[TIP] A rare philosophical thought
Bob Clancy
bob.clancy at verizon.net
Fri Aug 1 13:05:43 PDT 2008
On Fri, Aug 1, 2008 at 2:16 PM, C. Titus Brown wrote:
> On Fri, Aug 01, 2008 at 01:01:59PM -0500, Bob Clancy wrote:
> -> Testing goes further than your definition above.
> I think this is covered -- if the code is actually going to be used in
> such a way that it crashes, or the program doesn't satisfy the actual
> needs of the user, then that is an *actual circumstance* and a
> mismatch
> between what was tested.
It's covered as long as good tests are written in the first place. (Not
all programmers are equal when it comes to testing.)

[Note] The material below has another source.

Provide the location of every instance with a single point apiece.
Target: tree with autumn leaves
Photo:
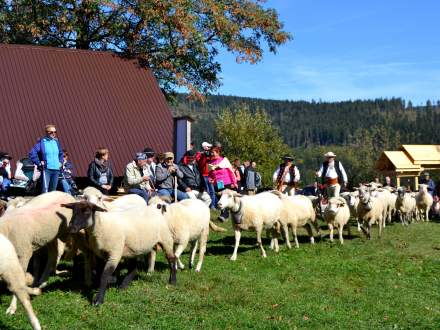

> On other words, if a buggy bit of code is never actually run by
> anyone,
> is it a bug in any real sense?
Unreachable buggy code is an accident waiting to happen. (but of course
you would refactor this code out to prevent such a future problem).
> Ehh. I'm probably being too programmer-centric and perfectionist.
A little so, and I'm being too non-programmer-centric. As I hinted to
above, it all depends on the context/dynamics of the team. The other
post (self-described as a rant, but not) covers the issues of having
wholistic tests at appropriate places, so I wont go into that here.
In short, for your team, your definition of testing has it covered, but
introduce a few not so perfect people and it falls apart.